What is the likely impact of Brexit on the financial services industry in Jersey?

Although closely connected to the UK, the Crown Dependency of Jersey the Channel Islands is self-governing, is not subject to UK law and has never been part of the EU. Jersey’s financial services industry is not impacted by the UK’s membership of the EU. Certain aspects of EU legislation are adopted by the Channel Islands in order to comply with bilateral agreements in place between Jersey and member states of the EU, but this position has not changed. As such, Brexit has had no direct effect on the financial services industry in Jersey.

What is the likely impact of Brexit on the financial services industry in the Isle of Man?

Although closely connected to the UK, the Crown Dependency of the Isle of Man is self-governing and is not included within the scope of the UK’s membership of the EU. No change in the relationship between the Isle of Man and the UK is anticipated as a result of its withdrawal from the EU. As such, Brexit has had no direct, first order impact on the financial services industry in the Isle of Man.

Does Nedbank Private Wealth do “passporting”?

Passporting is the process whereby British-based financial institutions, such as banks, insurance providers, or asset management firms, can sell their products and services into the rest of the EU without the need to obtain a license, get regulatory approval, or set up local subsidiaries to do so.

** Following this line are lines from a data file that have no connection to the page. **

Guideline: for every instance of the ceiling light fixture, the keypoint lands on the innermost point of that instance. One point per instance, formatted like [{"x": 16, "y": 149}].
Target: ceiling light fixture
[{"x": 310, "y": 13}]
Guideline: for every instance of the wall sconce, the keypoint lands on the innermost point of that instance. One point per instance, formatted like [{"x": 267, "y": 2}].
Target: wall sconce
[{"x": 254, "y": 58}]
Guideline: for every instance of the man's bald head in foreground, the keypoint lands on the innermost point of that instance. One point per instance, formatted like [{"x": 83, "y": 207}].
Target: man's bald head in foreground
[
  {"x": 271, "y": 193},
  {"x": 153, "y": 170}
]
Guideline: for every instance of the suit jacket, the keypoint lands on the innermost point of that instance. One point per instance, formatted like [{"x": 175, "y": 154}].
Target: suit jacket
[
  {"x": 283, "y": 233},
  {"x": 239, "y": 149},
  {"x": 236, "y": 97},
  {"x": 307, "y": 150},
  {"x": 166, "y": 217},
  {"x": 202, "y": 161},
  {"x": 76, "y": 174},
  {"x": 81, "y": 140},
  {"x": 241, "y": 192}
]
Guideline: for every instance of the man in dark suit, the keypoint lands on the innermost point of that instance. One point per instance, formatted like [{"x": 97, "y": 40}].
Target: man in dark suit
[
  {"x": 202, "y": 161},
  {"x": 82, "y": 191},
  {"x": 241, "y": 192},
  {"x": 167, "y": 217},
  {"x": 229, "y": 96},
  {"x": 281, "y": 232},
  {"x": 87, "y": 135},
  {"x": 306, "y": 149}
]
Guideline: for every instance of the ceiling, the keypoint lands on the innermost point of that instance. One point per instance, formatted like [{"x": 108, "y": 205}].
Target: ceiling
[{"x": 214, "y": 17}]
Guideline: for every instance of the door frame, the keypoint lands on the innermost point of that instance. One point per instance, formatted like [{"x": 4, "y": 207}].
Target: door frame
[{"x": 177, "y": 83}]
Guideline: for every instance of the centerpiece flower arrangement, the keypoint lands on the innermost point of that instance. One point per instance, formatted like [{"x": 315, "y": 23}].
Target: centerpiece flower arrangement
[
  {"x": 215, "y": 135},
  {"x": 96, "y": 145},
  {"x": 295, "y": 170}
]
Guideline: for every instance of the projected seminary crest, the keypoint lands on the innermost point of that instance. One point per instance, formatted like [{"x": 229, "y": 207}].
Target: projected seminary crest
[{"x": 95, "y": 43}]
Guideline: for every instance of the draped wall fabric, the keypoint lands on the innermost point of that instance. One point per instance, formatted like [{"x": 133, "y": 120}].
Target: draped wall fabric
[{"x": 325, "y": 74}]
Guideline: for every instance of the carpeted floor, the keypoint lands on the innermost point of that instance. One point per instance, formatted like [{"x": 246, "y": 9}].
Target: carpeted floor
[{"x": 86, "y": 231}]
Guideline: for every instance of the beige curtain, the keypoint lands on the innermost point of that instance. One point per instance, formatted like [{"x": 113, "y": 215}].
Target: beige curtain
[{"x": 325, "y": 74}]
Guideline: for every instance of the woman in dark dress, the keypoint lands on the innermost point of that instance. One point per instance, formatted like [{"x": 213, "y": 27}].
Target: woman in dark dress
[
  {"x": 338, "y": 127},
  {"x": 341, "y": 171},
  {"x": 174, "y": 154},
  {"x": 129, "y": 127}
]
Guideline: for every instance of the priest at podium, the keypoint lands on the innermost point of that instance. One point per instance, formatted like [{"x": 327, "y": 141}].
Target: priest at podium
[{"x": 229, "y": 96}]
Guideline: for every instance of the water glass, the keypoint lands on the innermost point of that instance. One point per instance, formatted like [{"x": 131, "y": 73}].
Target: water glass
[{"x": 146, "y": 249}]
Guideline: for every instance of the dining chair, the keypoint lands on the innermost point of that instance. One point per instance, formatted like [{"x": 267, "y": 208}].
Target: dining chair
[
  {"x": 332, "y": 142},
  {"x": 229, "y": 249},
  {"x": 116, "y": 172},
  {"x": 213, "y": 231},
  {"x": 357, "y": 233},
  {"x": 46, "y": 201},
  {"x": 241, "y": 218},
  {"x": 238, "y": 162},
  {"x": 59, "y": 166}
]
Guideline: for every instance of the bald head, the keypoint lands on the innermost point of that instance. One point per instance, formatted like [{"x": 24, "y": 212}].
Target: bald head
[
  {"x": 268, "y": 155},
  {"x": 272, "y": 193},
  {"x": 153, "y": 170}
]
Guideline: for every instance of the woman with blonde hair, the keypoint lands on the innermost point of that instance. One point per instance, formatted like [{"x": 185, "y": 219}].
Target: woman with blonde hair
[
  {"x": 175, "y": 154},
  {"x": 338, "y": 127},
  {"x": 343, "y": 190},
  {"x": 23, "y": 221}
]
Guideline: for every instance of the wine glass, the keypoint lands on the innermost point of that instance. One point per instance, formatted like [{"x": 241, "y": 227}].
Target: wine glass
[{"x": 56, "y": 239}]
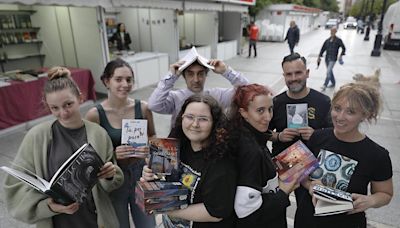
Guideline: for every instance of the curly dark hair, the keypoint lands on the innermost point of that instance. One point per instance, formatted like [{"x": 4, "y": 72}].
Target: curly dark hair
[{"x": 218, "y": 144}]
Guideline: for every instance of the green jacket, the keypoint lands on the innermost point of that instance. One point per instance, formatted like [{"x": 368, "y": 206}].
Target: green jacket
[{"x": 30, "y": 206}]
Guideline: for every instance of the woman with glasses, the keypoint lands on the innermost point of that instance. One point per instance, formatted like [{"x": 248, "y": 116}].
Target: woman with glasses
[
  {"x": 353, "y": 105},
  {"x": 261, "y": 198},
  {"x": 207, "y": 168}
]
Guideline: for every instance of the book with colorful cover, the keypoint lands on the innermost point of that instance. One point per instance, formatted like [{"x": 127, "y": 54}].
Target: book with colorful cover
[
  {"x": 72, "y": 182},
  {"x": 134, "y": 133},
  {"x": 334, "y": 170},
  {"x": 161, "y": 196},
  {"x": 296, "y": 158},
  {"x": 331, "y": 201},
  {"x": 164, "y": 155},
  {"x": 297, "y": 115}
]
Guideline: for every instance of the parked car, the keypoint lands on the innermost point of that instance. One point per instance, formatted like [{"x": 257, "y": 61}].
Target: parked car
[
  {"x": 350, "y": 22},
  {"x": 331, "y": 23},
  {"x": 391, "y": 27}
]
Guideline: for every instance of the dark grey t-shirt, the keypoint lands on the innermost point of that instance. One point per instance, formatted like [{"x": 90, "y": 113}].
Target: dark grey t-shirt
[{"x": 65, "y": 142}]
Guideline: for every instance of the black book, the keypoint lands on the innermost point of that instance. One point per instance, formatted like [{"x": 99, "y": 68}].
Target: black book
[
  {"x": 331, "y": 201},
  {"x": 72, "y": 182}
]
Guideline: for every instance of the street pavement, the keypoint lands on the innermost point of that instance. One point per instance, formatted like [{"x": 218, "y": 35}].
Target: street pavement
[{"x": 266, "y": 69}]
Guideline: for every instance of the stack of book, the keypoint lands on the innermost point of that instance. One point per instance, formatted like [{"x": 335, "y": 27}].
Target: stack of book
[{"x": 159, "y": 196}]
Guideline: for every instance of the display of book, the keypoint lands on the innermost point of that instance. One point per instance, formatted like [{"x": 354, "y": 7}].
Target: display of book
[
  {"x": 134, "y": 133},
  {"x": 296, "y": 158},
  {"x": 73, "y": 180},
  {"x": 334, "y": 170},
  {"x": 164, "y": 155},
  {"x": 297, "y": 115},
  {"x": 191, "y": 57},
  {"x": 161, "y": 196},
  {"x": 331, "y": 201}
]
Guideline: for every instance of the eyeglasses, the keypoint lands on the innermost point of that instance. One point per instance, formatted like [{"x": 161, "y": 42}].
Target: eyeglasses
[{"x": 192, "y": 118}]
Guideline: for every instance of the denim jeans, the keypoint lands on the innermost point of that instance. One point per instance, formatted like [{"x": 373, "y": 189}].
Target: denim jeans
[
  {"x": 125, "y": 196},
  {"x": 329, "y": 72}
]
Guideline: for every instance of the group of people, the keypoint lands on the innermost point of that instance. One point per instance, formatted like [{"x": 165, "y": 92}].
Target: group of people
[{"x": 223, "y": 134}]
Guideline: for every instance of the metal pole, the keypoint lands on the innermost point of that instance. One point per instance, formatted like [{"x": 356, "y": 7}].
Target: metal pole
[
  {"x": 378, "y": 38},
  {"x": 366, "y": 38}
]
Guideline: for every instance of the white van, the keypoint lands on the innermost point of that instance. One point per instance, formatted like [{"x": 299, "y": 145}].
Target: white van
[{"x": 391, "y": 27}]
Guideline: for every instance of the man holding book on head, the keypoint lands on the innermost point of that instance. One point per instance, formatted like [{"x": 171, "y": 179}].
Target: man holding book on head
[
  {"x": 194, "y": 69},
  {"x": 297, "y": 97}
]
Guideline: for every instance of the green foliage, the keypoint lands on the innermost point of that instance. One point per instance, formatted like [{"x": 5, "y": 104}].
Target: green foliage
[{"x": 363, "y": 7}]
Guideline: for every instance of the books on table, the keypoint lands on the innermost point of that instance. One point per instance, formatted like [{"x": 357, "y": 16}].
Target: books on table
[
  {"x": 161, "y": 196},
  {"x": 164, "y": 155},
  {"x": 191, "y": 57},
  {"x": 331, "y": 201},
  {"x": 296, "y": 158},
  {"x": 72, "y": 182},
  {"x": 134, "y": 133},
  {"x": 297, "y": 115}
]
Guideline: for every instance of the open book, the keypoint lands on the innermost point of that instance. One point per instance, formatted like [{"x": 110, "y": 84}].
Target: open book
[
  {"x": 296, "y": 158},
  {"x": 331, "y": 201},
  {"x": 134, "y": 133},
  {"x": 191, "y": 57},
  {"x": 73, "y": 180}
]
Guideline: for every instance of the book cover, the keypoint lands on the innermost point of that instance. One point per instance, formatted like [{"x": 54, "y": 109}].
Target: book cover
[
  {"x": 331, "y": 201},
  {"x": 294, "y": 159},
  {"x": 191, "y": 57},
  {"x": 161, "y": 196},
  {"x": 134, "y": 133},
  {"x": 72, "y": 181},
  {"x": 160, "y": 189},
  {"x": 334, "y": 170},
  {"x": 297, "y": 115},
  {"x": 164, "y": 155}
]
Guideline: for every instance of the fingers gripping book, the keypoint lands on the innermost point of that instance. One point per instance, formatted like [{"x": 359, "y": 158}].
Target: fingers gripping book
[{"x": 73, "y": 180}]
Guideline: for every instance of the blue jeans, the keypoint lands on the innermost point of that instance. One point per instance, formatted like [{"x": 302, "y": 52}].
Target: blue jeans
[
  {"x": 329, "y": 72},
  {"x": 125, "y": 196}
]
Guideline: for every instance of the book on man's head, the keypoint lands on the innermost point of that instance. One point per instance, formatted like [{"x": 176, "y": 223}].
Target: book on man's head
[
  {"x": 296, "y": 158},
  {"x": 191, "y": 57},
  {"x": 331, "y": 201},
  {"x": 72, "y": 182}
]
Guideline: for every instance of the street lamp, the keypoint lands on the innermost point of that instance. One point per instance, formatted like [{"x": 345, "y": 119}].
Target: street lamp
[
  {"x": 369, "y": 21},
  {"x": 378, "y": 38}
]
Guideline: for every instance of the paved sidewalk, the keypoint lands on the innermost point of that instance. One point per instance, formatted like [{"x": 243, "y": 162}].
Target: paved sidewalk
[{"x": 266, "y": 69}]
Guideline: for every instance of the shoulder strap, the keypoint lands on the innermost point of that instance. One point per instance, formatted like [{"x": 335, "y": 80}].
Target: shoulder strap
[{"x": 138, "y": 110}]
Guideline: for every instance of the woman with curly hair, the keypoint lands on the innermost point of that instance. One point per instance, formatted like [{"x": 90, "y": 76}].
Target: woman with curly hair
[
  {"x": 261, "y": 198},
  {"x": 207, "y": 168}
]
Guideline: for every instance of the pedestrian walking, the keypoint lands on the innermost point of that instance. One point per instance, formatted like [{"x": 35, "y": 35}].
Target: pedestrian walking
[
  {"x": 331, "y": 47},
  {"x": 293, "y": 36}
]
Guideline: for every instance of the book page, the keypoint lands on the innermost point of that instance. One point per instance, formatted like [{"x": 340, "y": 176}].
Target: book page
[
  {"x": 66, "y": 163},
  {"x": 191, "y": 57},
  {"x": 28, "y": 178}
]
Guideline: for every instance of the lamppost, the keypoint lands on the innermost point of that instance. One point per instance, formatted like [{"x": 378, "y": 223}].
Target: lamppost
[
  {"x": 378, "y": 38},
  {"x": 369, "y": 21}
]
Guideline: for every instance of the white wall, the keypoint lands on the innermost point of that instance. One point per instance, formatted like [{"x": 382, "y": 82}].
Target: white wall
[
  {"x": 88, "y": 43},
  {"x": 164, "y": 33}
]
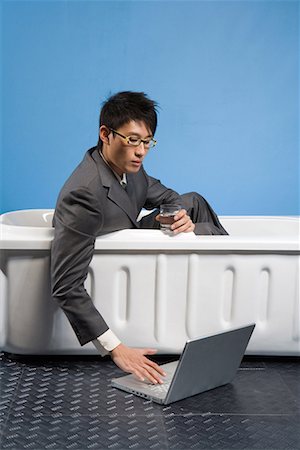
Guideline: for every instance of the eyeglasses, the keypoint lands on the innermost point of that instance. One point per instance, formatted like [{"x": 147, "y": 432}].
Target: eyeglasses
[{"x": 135, "y": 141}]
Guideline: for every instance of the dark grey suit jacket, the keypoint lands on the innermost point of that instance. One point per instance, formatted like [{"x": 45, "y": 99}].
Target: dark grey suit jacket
[{"x": 92, "y": 202}]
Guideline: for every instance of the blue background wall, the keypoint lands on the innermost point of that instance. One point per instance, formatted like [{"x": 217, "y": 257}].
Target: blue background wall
[{"x": 226, "y": 75}]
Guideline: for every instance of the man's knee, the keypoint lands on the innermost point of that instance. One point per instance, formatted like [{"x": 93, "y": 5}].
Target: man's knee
[{"x": 190, "y": 199}]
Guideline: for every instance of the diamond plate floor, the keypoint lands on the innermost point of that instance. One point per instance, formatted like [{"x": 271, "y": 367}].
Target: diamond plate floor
[{"x": 68, "y": 403}]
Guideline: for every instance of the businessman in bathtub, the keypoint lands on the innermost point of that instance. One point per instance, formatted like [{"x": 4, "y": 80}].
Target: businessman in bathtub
[{"x": 105, "y": 193}]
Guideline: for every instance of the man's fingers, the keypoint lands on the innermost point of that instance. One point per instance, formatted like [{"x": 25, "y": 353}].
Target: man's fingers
[
  {"x": 149, "y": 351},
  {"x": 155, "y": 367}
]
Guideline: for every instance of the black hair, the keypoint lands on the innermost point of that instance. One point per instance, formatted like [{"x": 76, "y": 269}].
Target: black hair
[{"x": 126, "y": 106}]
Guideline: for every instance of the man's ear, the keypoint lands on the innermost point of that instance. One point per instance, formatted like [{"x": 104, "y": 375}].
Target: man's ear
[{"x": 104, "y": 133}]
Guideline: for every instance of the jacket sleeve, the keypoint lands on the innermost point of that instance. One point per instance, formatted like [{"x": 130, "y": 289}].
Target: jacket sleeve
[
  {"x": 77, "y": 221},
  {"x": 158, "y": 194}
]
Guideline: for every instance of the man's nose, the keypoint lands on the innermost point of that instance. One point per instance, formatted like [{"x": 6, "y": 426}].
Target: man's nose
[{"x": 140, "y": 150}]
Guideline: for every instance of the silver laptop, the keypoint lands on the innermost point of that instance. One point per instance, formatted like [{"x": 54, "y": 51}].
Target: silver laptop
[{"x": 205, "y": 363}]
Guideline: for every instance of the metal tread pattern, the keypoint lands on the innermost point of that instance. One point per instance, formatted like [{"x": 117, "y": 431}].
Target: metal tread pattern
[{"x": 68, "y": 403}]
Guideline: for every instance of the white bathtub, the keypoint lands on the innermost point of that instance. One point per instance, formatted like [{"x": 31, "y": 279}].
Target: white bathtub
[{"x": 158, "y": 290}]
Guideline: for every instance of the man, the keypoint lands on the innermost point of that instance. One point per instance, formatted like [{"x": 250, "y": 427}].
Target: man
[{"x": 105, "y": 193}]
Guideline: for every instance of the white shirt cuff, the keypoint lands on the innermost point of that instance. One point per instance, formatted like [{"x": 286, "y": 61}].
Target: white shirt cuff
[{"x": 106, "y": 342}]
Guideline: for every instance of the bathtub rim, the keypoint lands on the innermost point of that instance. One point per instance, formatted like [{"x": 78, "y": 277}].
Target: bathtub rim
[{"x": 19, "y": 237}]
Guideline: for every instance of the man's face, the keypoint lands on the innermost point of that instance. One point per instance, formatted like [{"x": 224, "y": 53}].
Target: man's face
[{"x": 122, "y": 157}]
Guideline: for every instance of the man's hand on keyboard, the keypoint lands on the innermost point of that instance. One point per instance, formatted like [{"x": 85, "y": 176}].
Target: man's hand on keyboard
[{"x": 133, "y": 360}]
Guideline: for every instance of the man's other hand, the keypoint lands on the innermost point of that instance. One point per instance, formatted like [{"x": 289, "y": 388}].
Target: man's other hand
[
  {"x": 133, "y": 360},
  {"x": 182, "y": 222}
]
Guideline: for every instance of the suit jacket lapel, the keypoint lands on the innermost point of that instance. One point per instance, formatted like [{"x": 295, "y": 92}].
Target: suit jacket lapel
[{"x": 125, "y": 200}]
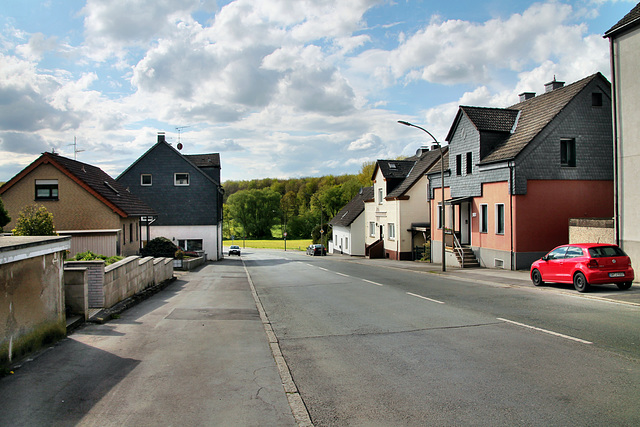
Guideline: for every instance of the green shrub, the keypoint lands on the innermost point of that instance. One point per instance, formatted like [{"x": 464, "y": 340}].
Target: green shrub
[{"x": 160, "y": 247}]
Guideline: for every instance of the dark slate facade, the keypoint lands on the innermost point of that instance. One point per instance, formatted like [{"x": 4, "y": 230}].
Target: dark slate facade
[
  {"x": 199, "y": 203},
  {"x": 522, "y": 142}
]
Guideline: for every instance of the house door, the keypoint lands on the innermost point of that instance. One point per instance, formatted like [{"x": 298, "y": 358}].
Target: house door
[{"x": 465, "y": 223}]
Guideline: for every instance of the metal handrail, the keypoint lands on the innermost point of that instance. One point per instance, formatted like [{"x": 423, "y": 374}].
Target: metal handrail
[{"x": 458, "y": 247}]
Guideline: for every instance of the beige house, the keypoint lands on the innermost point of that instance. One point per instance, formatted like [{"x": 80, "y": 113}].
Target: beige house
[
  {"x": 624, "y": 38},
  {"x": 397, "y": 218},
  {"x": 99, "y": 213}
]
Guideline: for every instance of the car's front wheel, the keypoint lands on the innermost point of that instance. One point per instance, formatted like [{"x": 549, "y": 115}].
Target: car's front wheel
[
  {"x": 580, "y": 282},
  {"x": 624, "y": 286},
  {"x": 536, "y": 277}
]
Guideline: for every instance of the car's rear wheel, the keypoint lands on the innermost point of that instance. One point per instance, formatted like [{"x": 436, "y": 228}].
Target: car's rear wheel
[
  {"x": 624, "y": 286},
  {"x": 536, "y": 277},
  {"x": 580, "y": 282}
]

Nedbank Private Wealth does not utilise passporting. Any restrictions around passporting, will have no impact on Nedbank Private Wealth or the services we provide.

Data sharing and GDPR:

Are there any changes to how Nedbank Private Wealth uses clients’ personal data (for clients who live in EU)?

There is no change to data protection in relation to our clients. Information on what we do with personal data is contained in our Privacy Notice, which is available on our website here.


Political background

The UK left the EU on 31 January 2020 and entered a transition period with the EU, which ended on 31 December 2020. During the transition period, EU law continued to apply in the UK.

What is the Withdrawal Agreement?

The Withdrawal Agreement set out the terms of the UK’s exit from the EU, including provisions for a transition period until 31 December 2020.

What is the Political Declaration?

The Political Declaration set out the framework for the future relationship between the UK and the EU. It covered trade and economic cooperation with the EU, alongside agreements on security and other areas. The UK and EU used this framework as the starting point for negotiations on the future UK-EU relationship.